Lo más sencillo es la queja e igual de fácil victimizarnos; sin embargo, todos conocemos un amigo, un familiar o un compañero de trabajo que se ha superado; que ha “salido de abajo”, pese a que sus circunstancias y entorno no fueron los mejores. Casi siempre, sin temor a equivocarme, buscaban una “bola” para llegar a la escuela o hacia la capital para ir a la universidad. En todos los casos, resulta que la educación ha sido el denominador común.
Extrapolando esto a un ejemplo país, hemos visto como los altos niveles de educación, son indicadores que acompañan a aquellos países más desarrollados, donde las normas sociales están claras y son cumplidas por sus instituciones y ciudadanos. Nos quejamos de que estamos “como chivos sin ley”, cuando leyes sí tenemos y la brecha se resume en una falta de cumplimiento; muchas veces por desconocimiento, porque arbitrariamente decidimos no cumplirlas por un tema “cultural”, porque anteponemos nuestros propios intereses por sobre el bien colectivo.

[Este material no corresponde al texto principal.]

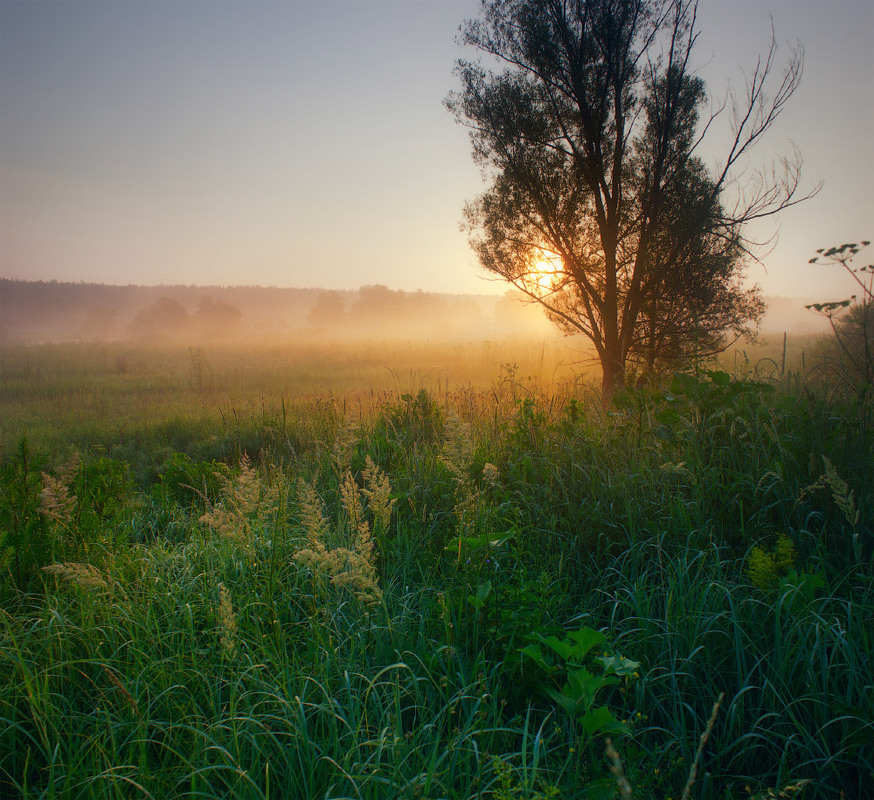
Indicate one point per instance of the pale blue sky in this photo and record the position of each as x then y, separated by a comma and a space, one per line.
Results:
304, 143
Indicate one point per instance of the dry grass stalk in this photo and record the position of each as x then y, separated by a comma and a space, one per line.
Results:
841, 493
491, 475
122, 690
693, 771
243, 500
86, 576
618, 771
457, 454
228, 621
353, 567
457, 457
345, 445
378, 493
56, 502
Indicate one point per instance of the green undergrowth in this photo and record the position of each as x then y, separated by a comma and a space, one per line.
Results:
498, 594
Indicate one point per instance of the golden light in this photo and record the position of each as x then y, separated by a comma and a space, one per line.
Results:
545, 272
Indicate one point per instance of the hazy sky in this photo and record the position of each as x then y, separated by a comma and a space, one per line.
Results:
304, 142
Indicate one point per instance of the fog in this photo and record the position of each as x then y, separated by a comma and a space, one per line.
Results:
37, 312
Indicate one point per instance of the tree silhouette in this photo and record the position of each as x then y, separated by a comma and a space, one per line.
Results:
599, 207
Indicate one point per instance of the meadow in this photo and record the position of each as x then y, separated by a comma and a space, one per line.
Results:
430, 571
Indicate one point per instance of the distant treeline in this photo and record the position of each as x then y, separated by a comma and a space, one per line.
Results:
38, 311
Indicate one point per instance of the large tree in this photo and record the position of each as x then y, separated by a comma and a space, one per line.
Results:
587, 124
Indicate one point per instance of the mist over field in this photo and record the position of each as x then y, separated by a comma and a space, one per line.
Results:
38, 312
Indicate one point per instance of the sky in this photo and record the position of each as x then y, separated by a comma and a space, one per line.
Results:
305, 142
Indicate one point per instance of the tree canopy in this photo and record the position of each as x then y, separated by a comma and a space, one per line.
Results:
587, 123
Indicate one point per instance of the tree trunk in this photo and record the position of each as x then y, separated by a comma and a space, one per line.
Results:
613, 367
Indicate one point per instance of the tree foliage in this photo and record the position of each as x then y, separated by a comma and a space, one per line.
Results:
587, 124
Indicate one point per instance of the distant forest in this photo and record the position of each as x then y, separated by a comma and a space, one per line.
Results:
43, 311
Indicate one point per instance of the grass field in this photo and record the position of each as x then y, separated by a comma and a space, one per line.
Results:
430, 572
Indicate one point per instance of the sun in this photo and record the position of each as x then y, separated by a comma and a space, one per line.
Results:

Es aquí donde la educación se convierte en catalizador del progreso de los pueblos, donde tanto Estado como ciudadanía están claros y conscientes de sus deberes y derechos. ¿Qué supone una gran inversión estatal y apremiantes compromisos intersectoriales? Sí, pero solo así podremos contar y cumplir con los estándares mínimos que nos demanda la sociedad de hoy.
Pero cuidado, el progreso al que me refiero, el social, va más allá del tema meramente financiero, de lo que producimos o de nuestra renta per cápita. Según el Banco Mundial por cada dólar invertido en educación la economía de cualquier país puede recuperar en promedio 20 dólares. No es un mal negocio. Invertir en educación para obtener mejores resultados sociales y convertirlos en progreso económico. Tampoco es una formula nueva. Los países con mayores índices de desarrollo global son los que tienen en el centro a sus ciudadanos y su educación.
Sé que el camino que propongo es desafiante, que muchos -con las más infaustas intenciones- han torpedeado por décadas pero que finalmente encuentra un fuerte muro de contención que les hace frente: estamos ante una nueva generación de jóvenes que demanda innovación en la manera en la que tradicionalmente producimos bienestar; los jóvenes no concibe como el éxito profesional o económico, sino va de la mano con esfuerzos individuales y colectivos por mejorar las condiciones de su comunidad, de su entorno y el de sus pares. Por suerte, esta generación esta compelida a ser agentes de cambio consecuente en lo público y también en lo privado.
Los tiempos han cambiado y la estrategia para lograr revertir estos problemas que enfrentamos debe hacerlo también. Si queremos construir ciudadanía necesitamos continuar invirtiendo y cada vez con mayor convicción en nuestros niños y niñas, desde la primera infancia, desde la educación, la escuela, desde la creación de políticas sociales que generen ambientes protectores.
Debemos asumir fuertes compromisos y comprender que se hace necesario reconfigurar el modelo educativo actual. Lo que tenemos no nos ha funcionado y lo vivimos todos los días. Seguimos inquiriendo respuestas del Estado a derechos básicos: electricidad, una ciudad accesible para todos, un sistema alcantarillado, salarios que nos permitan vivir dignamente, una educación que desarrolle competencias.
Que nuevas décadas no nos encuentren reproduciendo los mismos esquemas. Se hace urgente formar ciudadanos capaces, pensadores críticos, sensibles y conscientes pues ellos serán los líderes que trabajarán para promover y defender la parte más importante de una nación, su capital humano.
Nuestra realidad puede ser otra si Estado y sociedad hacemos nuestra parte, porque definitivamente, todo es cuestión de educación.